由于噪声(如广告)、权限不足、隐私保护或恶意伪装等原因,造成大量网页显式内容特征不能被及时、全面的获取。在此背景下,为解决在网页内容特征严重缺失情况下如何对网页有效分类的问题,提出一种基于图嵌入与集成分类算法XGBoost(extreme gradient boosting)利用网页链接网络中隐含关系特征进行网页多分类的方法。首先,利用网页及网页间的超链接关系,构造出网页链接网络;然后,通过图嵌入模型抽取节点(网页)在链接网络中的隐含关系特征;其次,提取节点的集聚系数、PageRank值等统计学结构特征,共同构成节点的稠密特征向量;最后,利用基于XGBoost等集成学习模型构建节点分类预测模型对网页进行分类预测。在真实维基百科网页链接数据集上的实验结果表明:在完全缺乏网页显式内容特征情况下,所提出的Struct2Vec*+XGBoost组合方案实现了良好的网页分类效果,在准确率、精准率、查全率及F1值4项指标上分别达到0.987 5、0.965 9、0.971 3和0.964 1。

内容特征缺失  /  图嵌入  /  网页链接网络  /  网页多分类

Explicit content features of webpages are often unavailable due to distractions such as commercials, insufficient permissions, privacy protection, or deceptive disguises. To address the challenge of classifying webpages with severe content feature deficiency, a method combining graph embedding and extreme gradient boosting(XGBoost) was proposed. This method leveraged implicit relational features in webpage hyperlink networks for multi-classification. Firstly, a hyperlink network was constructed using relationships between webpages. Then, node features were extracted using graph embedding models, and statistical structural features such as clustering coefficients and PageRank values were concatenated to form dense feature vectors. Finally, ensemble learning models, including XGBoost, were trained to classify webpages for prediction. Experiments on a real Wikipedia dataset show that the Struct2Vec*+XGBoost approach achieves excellent classification results, with accuracy, precision, recall, and F1-score metrics reaching 0.987 5, 0.965 9, 0.971 3, and 0.964 1, respectively. These results are superior to those of comparison models. The findings demonstrate the effectiveness of using implicit link-based features for webpage classification in scenarios with content feature deficiency.

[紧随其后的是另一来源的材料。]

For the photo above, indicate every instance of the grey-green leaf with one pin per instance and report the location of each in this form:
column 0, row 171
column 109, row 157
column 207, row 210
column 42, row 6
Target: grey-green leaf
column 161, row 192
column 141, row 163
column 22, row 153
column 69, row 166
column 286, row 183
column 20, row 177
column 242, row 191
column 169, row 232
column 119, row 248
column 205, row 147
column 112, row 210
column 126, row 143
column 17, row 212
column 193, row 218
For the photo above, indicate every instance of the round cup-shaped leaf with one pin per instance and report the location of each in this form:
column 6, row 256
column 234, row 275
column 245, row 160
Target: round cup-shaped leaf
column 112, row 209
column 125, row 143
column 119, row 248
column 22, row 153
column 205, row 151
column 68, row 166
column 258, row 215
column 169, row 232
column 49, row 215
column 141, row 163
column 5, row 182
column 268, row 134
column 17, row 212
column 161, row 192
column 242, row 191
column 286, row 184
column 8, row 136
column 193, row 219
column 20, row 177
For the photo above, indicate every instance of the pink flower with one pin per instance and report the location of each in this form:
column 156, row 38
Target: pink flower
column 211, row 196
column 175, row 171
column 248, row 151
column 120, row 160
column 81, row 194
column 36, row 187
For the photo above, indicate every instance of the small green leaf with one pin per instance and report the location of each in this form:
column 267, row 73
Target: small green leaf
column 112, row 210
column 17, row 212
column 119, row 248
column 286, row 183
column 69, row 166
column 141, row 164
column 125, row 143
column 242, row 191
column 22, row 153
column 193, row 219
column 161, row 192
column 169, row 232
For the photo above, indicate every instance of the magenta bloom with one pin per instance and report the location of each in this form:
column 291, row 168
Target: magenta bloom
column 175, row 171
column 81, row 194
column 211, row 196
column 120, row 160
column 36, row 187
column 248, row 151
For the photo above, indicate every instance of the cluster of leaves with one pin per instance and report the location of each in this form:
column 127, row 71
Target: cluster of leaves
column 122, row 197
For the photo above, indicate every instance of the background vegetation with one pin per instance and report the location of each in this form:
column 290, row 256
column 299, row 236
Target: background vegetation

missing content features  /  graph embedding  /  webpage hyperlink network  /  webpage multi-classification
张陶, 廖彬, 于炯. 基于图嵌入与集成分类算法的内容特征缺失网页多分类预测方法. 科学技术与工程, 2025 , 25 (20) : 8604 -8614 . DOI: 10.12404/j.issn.1671-1815.2405389
Tao ZHANG, Bin LIAO, Jiong YU. Multi-Classification Prediction of Web Pages with Missing Content Features Based on Graph Embedding and Ensemble Classification Algorithm[J]. Science Technology and Engineering, 2025 , 25 (20) : 8604 -8614 . DOI: 10.12404/j.issn.1671-1815.2405389
互联网的迅速发展带来了海量网页数据,这些数据中蕴含着巨大价值,对学者而言,如何有效管理和挖掘这些数据已成为重要课题。网页分类作为网页挖掘的基础,对于识别欺诈网页、排序网页重要性等应用至关重要[1-2]。现有绝大部分网页分类主要基于预设主题,通过从网页的文本、网页结构和超链接URL等显式信息提取特征,并运用多种机器学习模型,如逻辑回归(logistic regression, LR)、支持向量机(support vector machine, SVM)、随机森林(random forest,RF)和神经网络等进行类别判定。然而,网络环境日益复杂,噪声(如广告)、权限限制、隐私保护和恶意伪装等因素导致大量网页的显式特征难以及时全面地获取。在这种情况下,使得传统网页分类方法难以有效分类网页。
为应对网页显式内容特征缺失的挑战,提出一种新思路:将网页分类问题转化为基于网页链接网络的节点分类问题。网页链接网络由网页间的超链接构成,每个网页对应一个节点,节点属性代表网页内容,节点间的边表示链接关系。因此,即使在网页属性信息不完整的情况下,也能利用网页间的链接关系和网络拓扑结构进行分类,将网页视为无属性图中的节点,通过节点间的链接关系和网络拓扑结构进行分类。
基于此,现利用网页及网页间的超链接关系,构造出网页链接网络,并在此基础上利用5种主流图嵌入模型获取节点(网页)在网页链接网络中的隐含关系特征,得到每个节点的图嵌入特征向量。提取出节点的度、入度、出度、集群系数、网页重要性及PageRank值等多维统计学结构特征,与图嵌入特征拼接成为节点组合特征;在此基础上利用XGBoost训练出最佳多分类模型进行网页分类。通过在真实维基百科网络数据集进行实证,探索网页链接网络中的隐含关系特征对网页分类的影响,为后续相关研究提供参考。
针对网页分类问题,研究者们提出了多种基于网页显式特征的方法,包括网页文本内容特征(如标题、作者、摘要、主题内容等)和结构特征(如页面布局、HTML标签结构等)。基于文本内容的方法[3-5]起源于文本分类,通过上下文分析、语义分析和摘要技术提取网页文本信息,然后再应用文本分类算法进行网页分类。但由于网页的半结构化特性,如广告等噪声会干扰有效文本信息的提取,导致仅依赖文本内容特征的分类效果不佳。相比之下,基于网页自身结构特征的方法[6-8]结合了网页文本特征和结构特征,通过传统机器学习算法,有效提升了网页分类效果。然而,上述两类方法的准确性受限于网页显式内容特征的提取,尤其在面对以图片为主、内容隐藏或受权限限制的网页时。提取URL信息以标识网页功能或主题提供了新的分类方法,但传统基于URL的方法[9-11]主要依赖于表面的语法或结构信息,未能充分利用网页间的隐含关系特征,导致分类效果受限。
随着深度学习技术的进步,图嵌入[12-13]作为一种新兴的表示学习方法,在多个领域显示出巨大潜力。图嵌入技术将图中的节点(如网页)映射到低维向量空间,保留节点间的结构信息和关系,如相似性、链接模式和社区结构等,这些是传统内容特征难以捕获的。同时这种低维向量表示便于用于机器学习任务,如节点分类。如DeepWalk[14]、Node2Vec[15]等图嵌入模型,首先在网络上以某种策略随机游走,捕获网络结构信息并学习节点,然后用于下游任务。Cai等[16]提出了一种针对无属性图分类任务的基线方法,利用Local Degree Profile挖掘节点结构特征,利用SVM进行节点分类,但在COLLAB等数据集上的精度基本低于80%。Rozemberczki等[17]使用DeepWalk,Role2Vec学习节点特征向量,在利用逻辑回归训练分类预测。文献[18]提出的BANE(binarized attributed network embedding)模型在复杂网络节点特征提取上,相较于DeepWalk等模型,F1指标提升了约3%。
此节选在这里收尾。